Stallone had seemingly gone mad, directing a film that was far more vicious than the previous three films combined. He lifted the stark, savage aesthetic of Saving Private Ryan (Steven Spielberg, 1998) and applied it to the pulp of the action genre. There wasn’t a single memorable character in it, granted, but as a spectacle of murder it was something to behold.
So when the teasers for Rambo: Last Blood did the rounds, I had flashbacks of gore drenched .50 cal machine guns and all the other wanton gratuity that had so amused me as a 15-year-old boy. Surely Rambo had been a one-off, a moment of madness? After all, The Expendables 3 (2014, Patrick Hughes) was a 12A.
The BBFC’s issuing of an 18 certificate, then, came as a very welcome surprise. Not even the litany of negative reviews – or Rambo creator David Morrell’s abject disgust – could dissuade me from spending £8.50 at the Tottenham Court Road Odeon (there were no press screenings).
Well, the results are mixed. It starts off strongly with Rambo breaking a man’s clavicle, digging his finger into the wound and roughly fiddling with the bone until it breaks off. It’s nice – you don’t see that everyday.
Rambo then visits a brothel wielding not his signature 10” blade but a big metal hammer, which he proceeds to bury in the heads – and crotch – of several punters. This was a bold move to take, because whether it’s Drive (2011, Nicolas Winding Refn), Kill List (2011, Ben Wheatley) or You Were Never Really Here (2017, Lynne Ramsay), we live in a culture that’s saturated with hammer-based brutality. And I’m delighted to report that John Rambo, although being late to the party, decidedly holds his own here.
After remorselessly stabbing and even beheading a few more loathsome goons (he used his knife for that one), Rambo invites the cartel back to his ranch, which sits upon a labyrinth of weaponised tunnels. It is here that John reminds us of the full extent of his bloody ingenuity, using a variety of blades, tools and bombs to dislocate, dismember and destroy. However, while there’s some good stuff in there, it doesn’t match the sheer scale of Rambo’s Burmese massacre (perhaps that should have been the title?), and it’s for that reason that Rambo: Last Blood isn’t quite the send-off I had hoped for.

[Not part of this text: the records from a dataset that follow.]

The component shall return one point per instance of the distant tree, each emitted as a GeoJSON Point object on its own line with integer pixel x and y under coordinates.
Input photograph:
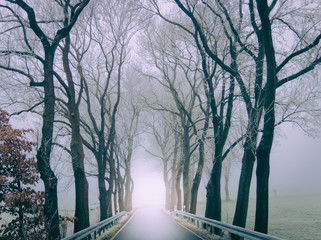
{"type": "Point", "coordinates": [18, 173]}
{"type": "Point", "coordinates": [18, 10]}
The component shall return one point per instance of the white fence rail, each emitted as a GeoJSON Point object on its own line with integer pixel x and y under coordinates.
{"type": "Point", "coordinates": [91, 232]}
{"type": "Point", "coordinates": [211, 224]}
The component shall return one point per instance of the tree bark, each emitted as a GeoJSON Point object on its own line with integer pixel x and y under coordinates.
{"type": "Point", "coordinates": [265, 145]}
{"type": "Point", "coordinates": [178, 188]}
{"type": "Point", "coordinates": [186, 167]}
{"type": "Point", "coordinates": [197, 178]}
{"type": "Point", "coordinates": [244, 185]}
{"type": "Point", "coordinates": [76, 148]}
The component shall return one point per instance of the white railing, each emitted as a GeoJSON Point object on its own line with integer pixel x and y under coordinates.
{"type": "Point", "coordinates": [230, 229]}
{"type": "Point", "coordinates": [91, 232]}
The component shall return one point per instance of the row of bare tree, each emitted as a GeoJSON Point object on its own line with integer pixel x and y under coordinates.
{"type": "Point", "coordinates": [74, 55]}
{"type": "Point", "coordinates": [240, 64]}
{"type": "Point", "coordinates": [212, 77]}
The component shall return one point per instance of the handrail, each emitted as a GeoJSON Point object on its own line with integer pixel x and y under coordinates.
{"type": "Point", "coordinates": [101, 226]}
{"type": "Point", "coordinates": [229, 228]}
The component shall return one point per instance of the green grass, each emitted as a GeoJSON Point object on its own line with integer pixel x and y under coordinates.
{"type": "Point", "coordinates": [289, 217]}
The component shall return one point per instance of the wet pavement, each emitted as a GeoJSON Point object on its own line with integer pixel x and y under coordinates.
{"type": "Point", "coordinates": [151, 223]}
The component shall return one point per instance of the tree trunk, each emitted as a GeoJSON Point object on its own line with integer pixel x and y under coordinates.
{"type": "Point", "coordinates": [213, 196]}
{"type": "Point", "coordinates": [173, 192]}
{"type": "Point", "coordinates": [197, 178]}
{"type": "Point", "coordinates": [264, 148]}
{"type": "Point", "coordinates": [186, 167]}
{"type": "Point", "coordinates": [128, 194]}
{"type": "Point", "coordinates": [102, 194]}
{"type": "Point", "coordinates": [227, 192]}
{"type": "Point", "coordinates": [43, 154]}
{"type": "Point", "coordinates": [244, 186]}
{"type": "Point", "coordinates": [120, 188]}
{"type": "Point", "coordinates": [76, 148]}
{"type": "Point", "coordinates": [167, 186]}
{"type": "Point", "coordinates": [178, 189]}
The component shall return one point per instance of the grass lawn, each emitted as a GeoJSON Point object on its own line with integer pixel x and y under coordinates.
{"type": "Point", "coordinates": [290, 217]}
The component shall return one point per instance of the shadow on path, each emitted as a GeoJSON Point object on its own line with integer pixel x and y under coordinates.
{"type": "Point", "coordinates": [150, 223]}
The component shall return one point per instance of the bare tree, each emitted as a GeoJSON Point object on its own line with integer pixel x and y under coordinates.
{"type": "Point", "coordinates": [49, 45]}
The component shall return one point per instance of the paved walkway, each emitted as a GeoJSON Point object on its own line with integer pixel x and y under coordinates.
{"type": "Point", "coordinates": [152, 224]}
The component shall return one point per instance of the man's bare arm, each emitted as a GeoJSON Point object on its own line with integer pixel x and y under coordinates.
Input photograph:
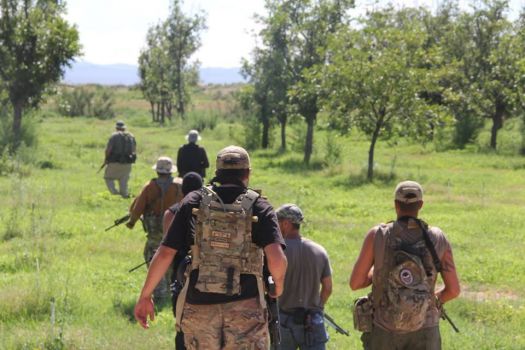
{"type": "Point", "coordinates": [326, 289]}
{"type": "Point", "coordinates": [277, 264]}
{"type": "Point", "coordinates": [361, 274]}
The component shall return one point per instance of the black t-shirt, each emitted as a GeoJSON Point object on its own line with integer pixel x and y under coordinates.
{"type": "Point", "coordinates": [192, 157]}
{"type": "Point", "coordinates": [182, 232]}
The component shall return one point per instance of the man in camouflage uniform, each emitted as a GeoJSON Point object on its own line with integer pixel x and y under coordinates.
{"type": "Point", "coordinates": [221, 306]}
{"type": "Point", "coordinates": [156, 196]}
{"type": "Point", "coordinates": [308, 285]}
{"type": "Point", "coordinates": [192, 157]}
{"type": "Point", "coordinates": [119, 155]}
{"type": "Point", "coordinates": [401, 260]}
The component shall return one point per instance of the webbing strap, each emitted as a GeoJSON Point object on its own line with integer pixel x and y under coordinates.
{"type": "Point", "coordinates": [430, 246]}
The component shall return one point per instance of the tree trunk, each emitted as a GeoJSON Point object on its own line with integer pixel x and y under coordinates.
{"type": "Point", "coordinates": [17, 126]}
{"type": "Point", "coordinates": [309, 144]}
{"type": "Point", "coordinates": [497, 123]}
{"type": "Point", "coordinates": [265, 142]}
{"type": "Point", "coordinates": [152, 106]}
{"type": "Point", "coordinates": [283, 135]}
{"type": "Point", "coordinates": [375, 135]}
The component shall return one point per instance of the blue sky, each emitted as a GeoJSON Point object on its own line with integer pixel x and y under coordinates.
{"type": "Point", "coordinates": [114, 31]}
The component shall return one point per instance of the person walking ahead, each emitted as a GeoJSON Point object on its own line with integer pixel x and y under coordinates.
{"type": "Point", "coordinates": [401, 260]}
{"type": "Point", "coordinates": [121, 152]}
{"type": "Point", "coordinates": [228, 227]}
{"type": "Point", "coordinates": [307, 285]}
{"type": "Point", "coordinates": [156, 196]}
{"type": "Point", "coordinates": [192, 157]}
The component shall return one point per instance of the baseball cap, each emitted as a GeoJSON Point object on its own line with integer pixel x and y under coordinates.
{"type": "Point", "coordinates": [193, 136]}
{"type": "Point", "coordinates": [191, 182]}
{"type": "Point", "coordinates": [408, 192]}
{"type": "Point", "coordinates": [290, 212]}
{"type": "Point", "coordinates": [164, 165]}
{"type": "Point", "coordinates": [233, 157]}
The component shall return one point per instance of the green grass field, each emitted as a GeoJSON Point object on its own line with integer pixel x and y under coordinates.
{"type": "Point", "coordinates": [64, 281]}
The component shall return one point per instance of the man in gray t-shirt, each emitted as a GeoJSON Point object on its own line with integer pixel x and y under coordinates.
{"type": "Point", "coordinates": [307, 285]}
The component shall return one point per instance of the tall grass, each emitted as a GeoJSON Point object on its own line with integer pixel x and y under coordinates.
{"type": "Point", "coordinates": [64, 282]}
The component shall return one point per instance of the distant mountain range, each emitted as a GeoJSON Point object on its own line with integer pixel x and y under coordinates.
{"type": "Point", "coordinates": [127, 74]}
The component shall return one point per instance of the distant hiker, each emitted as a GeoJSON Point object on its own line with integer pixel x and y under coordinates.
{"type": "Point", "coordinates": [191, 182]}
{"type": "Point", "coordinates": [229, 229]}
{"type": "Point", "coordinates": [307, 285]}
{"type": "Point", "coordinates": [401, 260]}
{"type": "Point", "coordinates": [157, 195]}
{"type": "Point", "coordinates": [120, 154]}
{"type": "Point", "coordinates": [192, 157]}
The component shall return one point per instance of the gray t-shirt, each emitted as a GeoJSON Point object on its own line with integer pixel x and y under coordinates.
{"type": "Point", "coordinates": [308, 264]}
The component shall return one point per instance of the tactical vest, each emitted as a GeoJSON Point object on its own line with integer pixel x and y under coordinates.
{"type": "Point", "coordinates": [223, 248]}
{"type": "Point", "coordinates": [122, 151]}
{"type": "Point", "coordinates": [404, 277]}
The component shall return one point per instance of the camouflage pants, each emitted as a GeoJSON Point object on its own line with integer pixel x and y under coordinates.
{"type": "Point", "coordinates": [423, 339]}
{"type": "Point", "coordinates": [238, 325]}
{"type": "Point", "coordinates": [154, 237]}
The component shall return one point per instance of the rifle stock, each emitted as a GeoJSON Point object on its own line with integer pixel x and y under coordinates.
{"type": "Point", "coordinates": [118, 222]}
{"type": "Point", "coordinates": [330, 321]}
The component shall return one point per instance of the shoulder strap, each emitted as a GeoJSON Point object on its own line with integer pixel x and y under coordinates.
{"type": "Point", "coordinates": [430, 246]}
{"type": "Point", "coordinates": [249, 199]}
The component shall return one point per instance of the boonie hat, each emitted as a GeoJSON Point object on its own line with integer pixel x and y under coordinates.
{"type": "Point", "coordinates": [193, 136]}
{"type": "Point", "coordinates": [164, 165]}
{"type": "Point", "coordinates": [408, 192]}
{"type": "Point", "coordinates": [120, 124]}
{"type": "Point", "coordinates": [290, 212]}
{"type": "Point", "coordinates": [233, 157]}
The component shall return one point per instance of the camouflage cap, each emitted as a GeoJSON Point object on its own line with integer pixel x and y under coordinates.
{"type": "Point", "coordinates": [164, 165]}
{"type": "Point", "coordinates": [408, 192]}
{"type": "Point", "coordinates": [120, 124]}
{"type": "Point", "coordinates": [290, 212]}
{"type": "Point", "coordinates": [233, 157]}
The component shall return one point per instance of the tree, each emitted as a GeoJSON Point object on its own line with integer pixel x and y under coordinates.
{"type": "Point", "coordinates": [491, 62]}
{"type": "Point", "coordinates": [375, 79]}
{"type": "Point", "coordinates": [164, 67]}
{"type": "Point", "coordinates": [312, 23]}
{"type": "Point", "coordinates": [36, 43]}
{"type": "Point", "coordinates": [294, 39]}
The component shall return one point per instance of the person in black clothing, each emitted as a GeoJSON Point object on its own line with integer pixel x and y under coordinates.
{"type": "Point", "coordinates": [192, 157]}
{"type": "Point", "coordinates": [241, 321]}
{"type": "Point", "coordinates": [191, 182]}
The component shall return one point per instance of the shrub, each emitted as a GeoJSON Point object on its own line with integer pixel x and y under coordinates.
{"type": "Point", "coordinates": [86, 101]}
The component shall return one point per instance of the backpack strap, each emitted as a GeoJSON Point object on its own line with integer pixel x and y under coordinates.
{"type": "Point", "coordinates": [430, 245]}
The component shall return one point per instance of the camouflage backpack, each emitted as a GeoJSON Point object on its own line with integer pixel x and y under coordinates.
{"type": "Point", "coordinates": [403, 288]}
{"type": "Point", "coordinates": [223, 248]}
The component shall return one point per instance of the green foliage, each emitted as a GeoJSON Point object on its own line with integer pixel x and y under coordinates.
{"type": "Point", "coordinates": [36, 44]}
{"type": "Point", "coordinates": [164, 67]}
{"type": "Point", "coordinates": [62, 251]}
{"type": "Point", "coordinates": [86, 101]}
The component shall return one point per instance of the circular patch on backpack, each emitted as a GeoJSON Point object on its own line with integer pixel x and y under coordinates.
{"type": "Point", "coordinates": [406, 277]}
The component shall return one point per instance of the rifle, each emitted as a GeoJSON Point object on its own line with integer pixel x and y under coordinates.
{"type": "Point", "coordinates": [330, 321]}
{"type": "Point", "coordinates": [136, 267]}
{"type": "Point", "coordinates": [273, 319]}
{"type": "Point", "coordinates": [118, 221]}
{"type": "Point", "coordinates": [102, 166]}
{"type": "Point", "coordinates": [445, 317]}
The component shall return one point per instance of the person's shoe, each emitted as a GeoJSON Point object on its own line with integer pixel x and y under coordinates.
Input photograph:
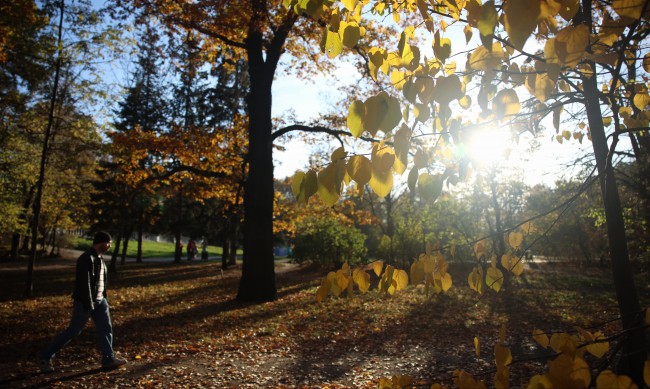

It is, even to the most nostalgic fan, a shockingly empty piece of work. The revenge plot is the tritest fodder imaginable and the dialogue was clearly written by someone in a catatonic state. Speaking of catatonic states – Sly Stallone’s performance borders on the inanimate. Of course, John Rambo has never been a character of great range, but Stallone’s work here is barely distinguishable from that of The Expendables, Escape Plan and his other recent, derivative efforts. In fact, the whole film is barely distinguishable – and that is a sure sign that John J. Rambo should go on permanent R&R.
Rambo: Last Blood is in theatres now.